The pipeline orchestration framework for data science workflows

These details have not been verified by PyPI

Project links

Project description

Job-Orchestra

job-orchestra is a pipeline orchestration framework designed for data science workflows.

Installation

pip install job-orchestra

Quick start

In job-orchestra, you define any pipeline as a direct acyclic graph of Steps.

Declare the pipeline steps and their dependencies

Here is the recipe for the pasta al pomodoro e basilico translated into a pipeline, i.e., a directed acyclic graph of steps, connected by their dependencies. The final Step is the head of the pipeline.
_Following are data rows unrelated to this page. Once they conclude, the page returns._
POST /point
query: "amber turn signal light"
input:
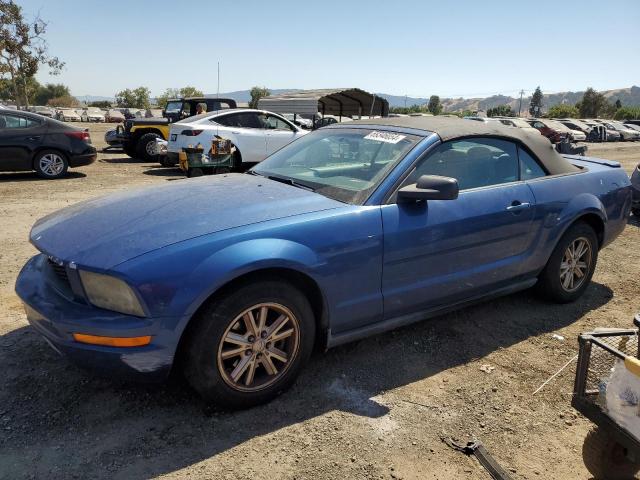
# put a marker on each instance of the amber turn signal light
(112, 341)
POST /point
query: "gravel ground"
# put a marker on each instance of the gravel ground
(372, 409)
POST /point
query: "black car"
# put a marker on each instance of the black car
(29, 141)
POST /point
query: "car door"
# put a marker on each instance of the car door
(19, 137)
(247, 133)
(279, 132)
(441, 252)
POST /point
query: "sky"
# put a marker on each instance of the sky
(418, 48)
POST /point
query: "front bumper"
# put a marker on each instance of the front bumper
(56, 315)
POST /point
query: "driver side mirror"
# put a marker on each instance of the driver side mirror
(429, 187)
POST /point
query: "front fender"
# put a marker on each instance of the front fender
(239, 259)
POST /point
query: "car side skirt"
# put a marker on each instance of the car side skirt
(403, 320)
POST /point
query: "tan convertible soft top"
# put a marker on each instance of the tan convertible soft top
(449, 128)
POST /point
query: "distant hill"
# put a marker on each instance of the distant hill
(628, 96)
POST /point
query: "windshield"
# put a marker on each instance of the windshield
(173, 107)
(344, 164)
(557, 125)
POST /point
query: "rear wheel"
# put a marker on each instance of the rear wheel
(249, 345)
(50, 164)
(146, 147)
(571, 265)
(605, 458)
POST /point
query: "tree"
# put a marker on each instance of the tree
(535, 106)
(562, 110)
(434, 105)
(593, 104)
(100, 104)
(49, 91)
(256, 94)
(187, 91)
(23, 50)
(65, 101)
(501, 111)
(136, 98)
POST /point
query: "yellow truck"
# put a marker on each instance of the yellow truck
(138, 135)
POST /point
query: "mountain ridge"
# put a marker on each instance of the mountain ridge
(629, 96)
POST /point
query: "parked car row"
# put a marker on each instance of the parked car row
(30, 141)
(575, 130)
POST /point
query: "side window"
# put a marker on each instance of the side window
(13, 121)
(529, 167)
(476, 162)
(274, 123)
(227, 120)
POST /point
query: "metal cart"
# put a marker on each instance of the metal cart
(195, 162)
(610, 451)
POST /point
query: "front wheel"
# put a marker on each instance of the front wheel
(249, 345)
(50, 164)
(571, 265)
(146, 148)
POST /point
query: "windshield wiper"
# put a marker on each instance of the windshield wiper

If a Step requires the completion of another one first, it is declared in the constructor argument depends_on.

water = BoilWater()
brown_onions = BrownOnions()
cut_tomatoes = CutTomatoes(depends_on=brown_onions)
pour_tomatoes = PourTomatoes(depends_on=[cut_tomatoes, brown_onions])
salt = Salt(depends_on=water)
pasta = PourPasta(depends_on=salt)
basil = PickBasil()
merge = PanFry(depends_on=[pasta, pour_tomatoes, basil])

The dependency graph of the pasta recipe generated by merge.dependency_graph()
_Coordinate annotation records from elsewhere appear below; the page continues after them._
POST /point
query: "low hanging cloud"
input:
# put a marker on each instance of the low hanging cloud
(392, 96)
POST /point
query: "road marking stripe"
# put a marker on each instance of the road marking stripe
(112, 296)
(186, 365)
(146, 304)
Any pipeline step must be of type Step and declare its action in the method run(). The method receives as many arguments as the dependencies of the Step.

Here for example, ingredients is the list of the ouputs of the steps PourPasta, PourTomatoes and PickBasil.

from job_orchestra import Step

class PanFry(Step):
    def run(self, *ingredients):
        pan = pick_pan()
        pan.pour(ingredients)
        pan.blend()

Check the pipeline before execution

As an image: by calling dependency_graph(). For example, calling merge.dependency_graph() produces the above image.

As plain text: by calling execution_plan().

Execution plan. Result availability: [*] available - [ ] n/a - [x] no context. 
                Scheduled execution: (H) head - (>) scheduled run on materialize - ( ) no run required.
[x] (>) BrownOnions
[x] (>) CutTomatoes
[x] (>) BoilWater
[x] (>) Salt
[x] (>) PickBasil
[x] (>) PourTomatoes
[x] (>) PourPasta
[x] (H) PanFry

The plan contains one row for each Step. The name of the step is preceded by two symbols whose meaning is explained further down in Section Memory persistence.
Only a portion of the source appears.